I gave her an equally playful shove and we shared a laugh.

“Probably not that far from the truth,” I admitted.

“I suppose that’s why you came back,” she said. It sounded like she was teasing again, but I knew better. There was a sincerity that only the two of us would’ve recognized.

That’s not why I’m back,” I said. “I came back because I miss you. I miss Judy. I miss home.”

“But…” she said, a playful smirk on her face.
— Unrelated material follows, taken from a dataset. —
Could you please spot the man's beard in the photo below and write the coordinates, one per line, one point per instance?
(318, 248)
“I’d be lying if I wasn’t thinking about that a little.”

“I thought so,” she said.

I laughed, looking away so that she couldn’t see me blushing.

“Well?” she asked. “What do you think? Should we go get Betsy? See what she’s up to?”
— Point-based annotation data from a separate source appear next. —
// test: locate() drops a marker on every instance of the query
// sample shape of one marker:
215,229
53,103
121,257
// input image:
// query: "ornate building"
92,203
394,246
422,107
“Not tonight,” I said, composing myself. We leaned against each other in the quiet dark. “But maybe tomorrow.”

Tuesday

“Oh, should I have made tea?” asked Judy as she plated some toasted bagels and scrambled eggs for Emmy and I. “That’s what everyone drinks in the UK, right?”

I laughed. “Well, sure. But they have coffee there too. And I still drink lots of coffee.”

“Really?” remarked Emmy. “You used to hate coffee.”

“When I was a teenager, maybe. But I hated everything that wasn’t Mountain Dew and chicken fingers when I was a teenager.”

“And deviled eggs,” added Emmy.

“I still hate deviled eggs.”

“And…toilets,” she said in a lower tone, a snide smile streaking across her face.

“H-hey!” I quickly looked towards Judy to see if she had heard that, but Judy seemed distracted with something else in the kitchen.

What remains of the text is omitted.